Triumph of... something, I forget. It's not important.

One of the most tired cliches of the debates over the war in Iraq, and in Canada the war in Afghanistan, is the horrible, borderline fascist idea that if we lose it will be because we as a nation didn't have "the will" to succeed.

It really dates back to Vietnam, where the "Honor before Peace" crowd insisted that, if we'd just sacrificed a few more black kids, victory could have been ours. Of course, that was before Walter Cronkite and those pot-smoking smelly hippies went and elected President Ford, that pussy.*

(*Ford's election being as non-fictional as the rest of this idiotic idea.)
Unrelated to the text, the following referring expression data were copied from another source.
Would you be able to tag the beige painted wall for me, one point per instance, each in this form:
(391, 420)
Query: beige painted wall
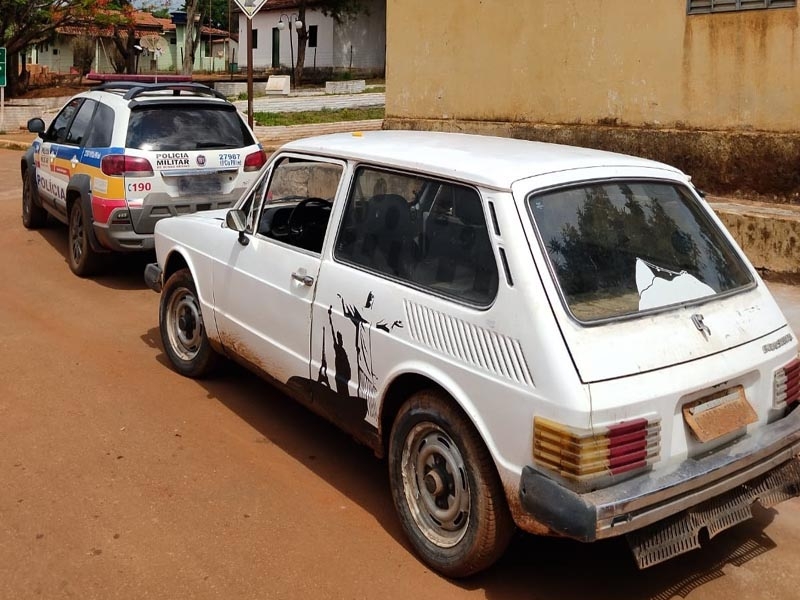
(632, 62)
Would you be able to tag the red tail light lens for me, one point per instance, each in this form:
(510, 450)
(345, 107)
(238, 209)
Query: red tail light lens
(604, 455)
(786, 384)
(126, 166)
(254, 161)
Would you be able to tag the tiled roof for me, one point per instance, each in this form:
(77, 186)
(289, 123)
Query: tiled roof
(280, 5)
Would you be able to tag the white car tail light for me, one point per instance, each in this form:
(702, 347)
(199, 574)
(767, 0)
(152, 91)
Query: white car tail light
(591, 459)
(786, 384)
(255, 160)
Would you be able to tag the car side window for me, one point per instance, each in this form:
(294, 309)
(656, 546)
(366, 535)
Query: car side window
(57, 132)
(441, 244)
(80, 124)
(298, 201)
(99, 135)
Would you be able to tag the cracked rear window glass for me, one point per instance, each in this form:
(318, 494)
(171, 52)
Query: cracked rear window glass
(619, 248)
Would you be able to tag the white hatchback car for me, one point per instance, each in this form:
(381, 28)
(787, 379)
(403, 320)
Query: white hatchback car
(554, 338)
(123, 155)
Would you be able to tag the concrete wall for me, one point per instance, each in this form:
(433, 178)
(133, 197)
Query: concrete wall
(626, 68)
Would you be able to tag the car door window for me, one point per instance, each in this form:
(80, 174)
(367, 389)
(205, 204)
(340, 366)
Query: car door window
(441, 243)
(298, 201)
(99, 135)
(80, 124)
(57, 132)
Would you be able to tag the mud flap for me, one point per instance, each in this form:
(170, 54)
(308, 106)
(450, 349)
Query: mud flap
(681, 533)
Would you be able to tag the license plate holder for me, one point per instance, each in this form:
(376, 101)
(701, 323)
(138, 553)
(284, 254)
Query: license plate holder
(719, 414)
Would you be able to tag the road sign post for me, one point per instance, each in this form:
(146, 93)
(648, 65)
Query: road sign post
(250, 8)
(2, 89)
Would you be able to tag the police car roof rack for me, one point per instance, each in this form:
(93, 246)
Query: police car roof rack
(135, 88)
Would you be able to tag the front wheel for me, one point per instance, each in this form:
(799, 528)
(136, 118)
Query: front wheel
(445, 487)
(182, 331)
(83, 260)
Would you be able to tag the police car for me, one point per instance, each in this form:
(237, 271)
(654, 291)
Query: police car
(121, 157)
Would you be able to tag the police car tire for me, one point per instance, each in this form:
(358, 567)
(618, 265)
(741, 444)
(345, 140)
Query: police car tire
(33, 216)
(180, 295)
(83, 260)
(426, 418)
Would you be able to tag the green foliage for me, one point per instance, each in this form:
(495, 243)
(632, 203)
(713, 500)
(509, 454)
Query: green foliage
(341, 10)
(83, 53)
(318, 116)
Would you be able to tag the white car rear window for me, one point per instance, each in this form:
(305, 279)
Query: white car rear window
(622, 247)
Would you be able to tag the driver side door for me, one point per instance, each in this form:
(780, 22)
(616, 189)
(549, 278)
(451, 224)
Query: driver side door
(264, 290)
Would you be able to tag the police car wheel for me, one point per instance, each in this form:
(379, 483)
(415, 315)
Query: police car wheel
(83, 260)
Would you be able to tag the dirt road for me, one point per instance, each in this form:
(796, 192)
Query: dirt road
(121, 479)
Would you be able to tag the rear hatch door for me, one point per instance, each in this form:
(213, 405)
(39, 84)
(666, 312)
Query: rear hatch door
(642, 275)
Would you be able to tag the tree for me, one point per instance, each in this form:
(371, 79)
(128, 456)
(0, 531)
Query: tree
(118, 15)
(192, 36)
(27, 22)
(339, 10)
(83, 53)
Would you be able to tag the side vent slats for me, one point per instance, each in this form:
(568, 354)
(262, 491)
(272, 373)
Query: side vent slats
(476, 346)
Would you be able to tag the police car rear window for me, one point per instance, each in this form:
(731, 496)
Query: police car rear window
(183, 127)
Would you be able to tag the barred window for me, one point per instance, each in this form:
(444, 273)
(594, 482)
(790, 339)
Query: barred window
(695, 7)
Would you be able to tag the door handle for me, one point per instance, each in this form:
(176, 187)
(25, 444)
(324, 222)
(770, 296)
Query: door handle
(304, 279)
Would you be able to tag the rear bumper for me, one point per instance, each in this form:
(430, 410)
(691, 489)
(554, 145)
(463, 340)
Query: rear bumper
(650, 498)
(153, 277)
(122, 238)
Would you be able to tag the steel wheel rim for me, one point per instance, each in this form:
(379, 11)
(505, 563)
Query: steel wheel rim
(435, 484)
(184, 324)
(77, 237)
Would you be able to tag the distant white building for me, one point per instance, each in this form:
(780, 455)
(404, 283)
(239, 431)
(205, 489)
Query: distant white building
(359, 43)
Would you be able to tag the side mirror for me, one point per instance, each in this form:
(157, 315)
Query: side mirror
(237, 220)
(36, 125)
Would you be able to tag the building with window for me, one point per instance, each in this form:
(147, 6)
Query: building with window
(708, 85)
(357, 44)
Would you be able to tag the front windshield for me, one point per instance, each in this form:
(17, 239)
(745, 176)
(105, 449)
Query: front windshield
(622, 247)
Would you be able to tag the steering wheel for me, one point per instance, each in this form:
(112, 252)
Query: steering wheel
(295, 223)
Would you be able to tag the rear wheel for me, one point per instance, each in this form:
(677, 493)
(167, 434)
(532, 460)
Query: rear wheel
(83, 260)
(33, 215)
(445, 487)
(183, 333)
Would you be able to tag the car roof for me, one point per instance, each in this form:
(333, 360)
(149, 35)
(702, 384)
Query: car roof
(483, 160)
(126, 94)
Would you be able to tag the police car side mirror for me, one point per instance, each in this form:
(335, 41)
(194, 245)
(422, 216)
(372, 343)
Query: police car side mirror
(237, 220)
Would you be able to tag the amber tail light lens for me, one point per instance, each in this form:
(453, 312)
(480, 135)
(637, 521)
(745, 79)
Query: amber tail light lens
(126, 166)
(255, 160)
(786, 384)
(591, 459)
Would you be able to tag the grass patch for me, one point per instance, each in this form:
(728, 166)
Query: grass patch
(308, 117)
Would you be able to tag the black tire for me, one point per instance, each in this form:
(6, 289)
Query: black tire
(445, 487)
(33, 215)
(183, 333)
(83, 260)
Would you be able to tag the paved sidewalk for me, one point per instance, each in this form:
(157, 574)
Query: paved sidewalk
(768, 233)
(303, 102)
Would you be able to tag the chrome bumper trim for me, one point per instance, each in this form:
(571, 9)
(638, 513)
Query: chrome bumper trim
(653, 496)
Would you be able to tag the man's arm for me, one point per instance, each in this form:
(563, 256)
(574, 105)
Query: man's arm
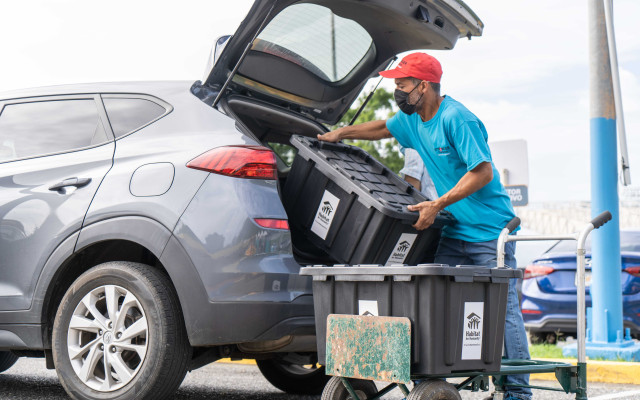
(372, 130)
(413, 181)
(470, 183)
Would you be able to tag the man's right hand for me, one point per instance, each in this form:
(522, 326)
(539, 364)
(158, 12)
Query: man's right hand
(332, 136)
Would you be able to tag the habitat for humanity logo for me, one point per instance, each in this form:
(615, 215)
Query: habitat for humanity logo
(474, 321)
(327, 209)
(472, 340)
(324, 215)
(404, 246)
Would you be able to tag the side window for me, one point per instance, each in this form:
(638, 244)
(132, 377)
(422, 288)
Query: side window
(45, 127)
(128, 114)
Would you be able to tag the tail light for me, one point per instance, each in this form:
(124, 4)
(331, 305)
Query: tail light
(272, 223)
(635, 271)
(249, 162)
(533, 271)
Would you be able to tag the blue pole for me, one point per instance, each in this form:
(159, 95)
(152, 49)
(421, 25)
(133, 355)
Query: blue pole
(606, 293)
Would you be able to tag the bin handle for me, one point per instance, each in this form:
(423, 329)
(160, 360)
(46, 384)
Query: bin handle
(513, 224)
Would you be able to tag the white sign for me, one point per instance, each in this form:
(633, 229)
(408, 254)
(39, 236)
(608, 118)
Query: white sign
(472, 321)
(402, 248)
(324, 215)
(519, 195)
(368, 307)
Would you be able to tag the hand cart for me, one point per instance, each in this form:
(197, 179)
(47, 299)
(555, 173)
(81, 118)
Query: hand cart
(363, 348)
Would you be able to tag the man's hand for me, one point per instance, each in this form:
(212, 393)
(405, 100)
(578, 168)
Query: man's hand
(333, 136)
(428, 211)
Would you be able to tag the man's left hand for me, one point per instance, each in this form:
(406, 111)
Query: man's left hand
(428, 211)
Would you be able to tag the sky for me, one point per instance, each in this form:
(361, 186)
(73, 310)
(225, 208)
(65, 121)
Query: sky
(527, 77)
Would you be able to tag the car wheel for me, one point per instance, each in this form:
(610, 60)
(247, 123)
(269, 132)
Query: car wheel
(119, 334)
(293, 378)
(7, 359)
(434, 390)
(335, 389)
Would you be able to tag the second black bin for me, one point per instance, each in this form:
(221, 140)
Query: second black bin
(457, 313)
(354, 208)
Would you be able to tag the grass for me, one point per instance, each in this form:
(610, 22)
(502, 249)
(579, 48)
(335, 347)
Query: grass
(545, 351)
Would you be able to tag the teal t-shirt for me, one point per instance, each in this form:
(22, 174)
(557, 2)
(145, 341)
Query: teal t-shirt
(452, 143)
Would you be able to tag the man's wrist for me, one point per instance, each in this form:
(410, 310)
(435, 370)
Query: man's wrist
(439, 203)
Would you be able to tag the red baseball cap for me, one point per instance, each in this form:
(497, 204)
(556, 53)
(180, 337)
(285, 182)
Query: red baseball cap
(416, 65)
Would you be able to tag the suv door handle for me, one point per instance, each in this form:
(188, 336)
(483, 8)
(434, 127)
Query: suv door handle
(77, 182)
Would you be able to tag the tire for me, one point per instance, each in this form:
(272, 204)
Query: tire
(335, 389)
(434, 390)
(141, 336)
(292, 378)
(7, 359)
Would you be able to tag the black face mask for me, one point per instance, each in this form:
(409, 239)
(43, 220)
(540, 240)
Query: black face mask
(401, 98)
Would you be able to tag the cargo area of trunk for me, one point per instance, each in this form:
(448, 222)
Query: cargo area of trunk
(372, 225)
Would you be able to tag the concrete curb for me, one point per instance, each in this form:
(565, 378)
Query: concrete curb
(243, 362)
(601, 371)
(597, 371)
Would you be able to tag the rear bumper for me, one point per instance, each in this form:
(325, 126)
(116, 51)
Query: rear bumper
(237, 282)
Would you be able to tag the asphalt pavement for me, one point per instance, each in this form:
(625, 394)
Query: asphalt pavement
(28, 379)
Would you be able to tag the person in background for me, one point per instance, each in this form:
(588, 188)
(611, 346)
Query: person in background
(416, 174)
(452, 143)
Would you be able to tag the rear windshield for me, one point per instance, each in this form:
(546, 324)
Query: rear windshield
(629, 241)
(313, 37)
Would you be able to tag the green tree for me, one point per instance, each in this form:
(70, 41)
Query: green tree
(381, 106)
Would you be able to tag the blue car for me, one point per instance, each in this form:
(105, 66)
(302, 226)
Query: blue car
(549, 290)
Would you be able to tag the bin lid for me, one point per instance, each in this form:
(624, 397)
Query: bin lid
(363, 273)
(355, 171)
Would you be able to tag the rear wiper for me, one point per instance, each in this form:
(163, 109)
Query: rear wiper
(242, 56)
(364, 104)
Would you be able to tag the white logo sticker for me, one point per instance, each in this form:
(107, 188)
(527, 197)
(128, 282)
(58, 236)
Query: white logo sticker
(324, 216)
(402, 248)
(472, 338)
(368, 307)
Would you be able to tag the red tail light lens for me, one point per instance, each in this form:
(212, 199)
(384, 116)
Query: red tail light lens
(273, 223)
(249, 162)
(533, 271)
(635, 271)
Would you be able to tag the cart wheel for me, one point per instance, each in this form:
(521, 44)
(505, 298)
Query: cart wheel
(434, 390)
(335, 389)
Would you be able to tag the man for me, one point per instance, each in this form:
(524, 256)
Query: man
(452, 143)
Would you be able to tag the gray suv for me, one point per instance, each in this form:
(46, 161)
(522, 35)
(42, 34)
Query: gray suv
(142, 233)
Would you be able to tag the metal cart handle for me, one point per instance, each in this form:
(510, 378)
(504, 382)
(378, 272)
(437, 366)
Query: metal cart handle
(581, 238)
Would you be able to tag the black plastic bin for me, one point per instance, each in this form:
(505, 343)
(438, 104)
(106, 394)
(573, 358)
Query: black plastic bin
(457, 313)
(354, 208)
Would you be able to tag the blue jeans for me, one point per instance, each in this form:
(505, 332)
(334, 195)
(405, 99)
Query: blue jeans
(458, 252)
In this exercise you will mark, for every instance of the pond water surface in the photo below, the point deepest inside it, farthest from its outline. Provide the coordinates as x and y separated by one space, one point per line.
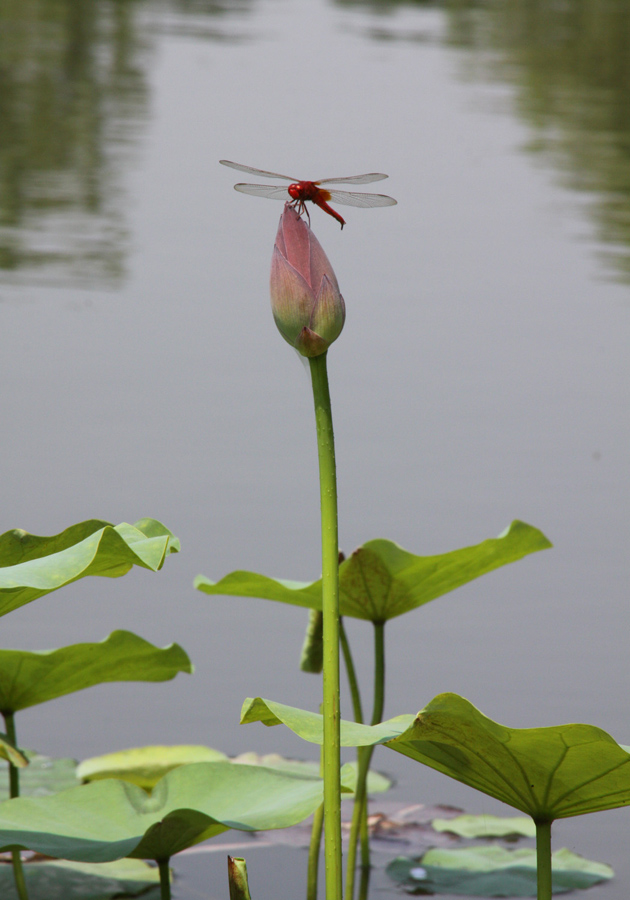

Anyway, I was reading this article from 1999 about "The U.S. Presumption of Quick, Costless Wars" and it's really a dammning indictment of this whole idea - not an indictment on the American or Canadian people, mind you, but of their leadership.
A nation’s will provides the foundation upon which military policy is built. The American experience in the twentieth century belies the simplistic notion that the lack of a pervasive warrior culture translates into weakness of will in the international arena. It would be ironic, therefore, if now-at the time of our greatest strength-we underestimate our own will because we overemphasize the significance of certain cultural, economic, or demographic trends. Moreover, this would be doubly ironic because our past enemies grossly misjudged American will for the same reason-and paid dearly for their errors....

However, the corrosive effects upon civil-military relations will be even more profound if future military leaders mature within an organizational culture that believes the American people represent the weak link in the chain of mititary policy.
I don't know about the military, but the civilian government has certainly adopted this mindset - "Bush would be the greatest president in history if it weren't for the fact that 65% of Americans think he's awful."

The article is not online, but if you're interested it's in the Summer, 1999 issue of Orbis, by Andrew Erdmann.